The End of Suffering and the Discovery of Happiness by His Holiness the Dalai Lama is the first book I’ve had the privilege of reviewing for Hay House. The first of the six chapters, drawn from various essays by His Holiness, is the frame for the rest. This chapter, “What Can Religion Contribute to Mankind,” addresses the fundamental human problem: the desire for happiness and the experience of suffering.
The Dalai Lama’s premise, with which I imagine most everyone reading this will agree, is that material development is not sufficient to solve the problem of suffering. What is lacking is development of consciousness or mind. And while we have developed substantial mental capacities, we have largely neglected the heart.

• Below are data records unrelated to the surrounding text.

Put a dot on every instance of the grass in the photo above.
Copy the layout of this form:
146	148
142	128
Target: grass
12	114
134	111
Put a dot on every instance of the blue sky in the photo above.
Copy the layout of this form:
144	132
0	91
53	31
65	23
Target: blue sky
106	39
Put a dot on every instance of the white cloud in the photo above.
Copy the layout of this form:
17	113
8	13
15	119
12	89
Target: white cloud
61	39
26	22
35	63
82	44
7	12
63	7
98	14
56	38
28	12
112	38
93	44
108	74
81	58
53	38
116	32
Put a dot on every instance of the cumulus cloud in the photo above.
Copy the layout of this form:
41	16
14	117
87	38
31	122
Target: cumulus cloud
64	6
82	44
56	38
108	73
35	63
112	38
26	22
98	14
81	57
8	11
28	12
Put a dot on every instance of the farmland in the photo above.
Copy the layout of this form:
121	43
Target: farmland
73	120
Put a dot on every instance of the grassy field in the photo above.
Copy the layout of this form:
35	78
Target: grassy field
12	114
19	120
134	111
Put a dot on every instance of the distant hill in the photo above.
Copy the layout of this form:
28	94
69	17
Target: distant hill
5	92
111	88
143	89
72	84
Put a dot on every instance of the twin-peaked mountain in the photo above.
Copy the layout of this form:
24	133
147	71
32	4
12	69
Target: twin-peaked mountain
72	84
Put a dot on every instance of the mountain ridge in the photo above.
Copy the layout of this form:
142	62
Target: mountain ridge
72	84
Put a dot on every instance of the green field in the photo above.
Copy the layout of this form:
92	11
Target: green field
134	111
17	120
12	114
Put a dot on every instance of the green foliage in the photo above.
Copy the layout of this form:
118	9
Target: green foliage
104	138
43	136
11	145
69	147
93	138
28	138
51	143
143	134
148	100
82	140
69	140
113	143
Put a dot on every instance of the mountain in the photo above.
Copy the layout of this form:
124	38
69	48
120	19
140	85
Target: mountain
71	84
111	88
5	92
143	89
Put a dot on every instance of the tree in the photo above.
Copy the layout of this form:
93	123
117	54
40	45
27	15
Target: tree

“Although the intellect—the “brain” aspect of human beings—has been much developed and put to use, we have somehow neglected the “heart” aspect, by which I mean the development of a good heart, love, compassion, kindness, and forgiveness….The key point is developing a basic human feeling, which means genuine sincerity, genuine openness, genuine love and kindness, and respect for others as brothers and sisters.”
After establishing that development of the mind and heart is essential if we are to heal the fundamental human problem, the Dalai Lama moves to personal responsibility. It is not enough to work for world peace, we must cultivate inner peace. It is not enough to advocate for justice, we must cultivate the qualities of clarity and compassion in ourselves.
The foundation of personal responsibility is practice, and that forms the basis of the rest of the book. Chapters two through six are somewhat heavy lifting. In them the Dalai Lama interprets and to some extent simplifies core teachings and practices of Tibetan Buddhism. Much of this material will be challenging for all but advanced practitioners.I found myself reading many passages two and three times before I felt I had some grasp of their meaning. The descriptions of advanced practices were understandable, but not immediately useful to someone who is not well along the path.
I thought several times of setting the book aside, and I’m glad I did not. By sticking to it, I developed a deeper appreciation of the commitment we must make to whatever practice we adopt if, in fact, we are to be the change we wish to see in the world. The book awoke in me a warrior energy, which continues to inspire me to spiritual action. Finally, I felt in some manner that I was spending time in the presence of this great being.
Bottom line: While it’s not a light read, The End of Suffering and the Discovery of Happiness is a window into the heart of Tibetan Buddhism and an invitation to hang out for a while with its spiritual leader. I’d read it again.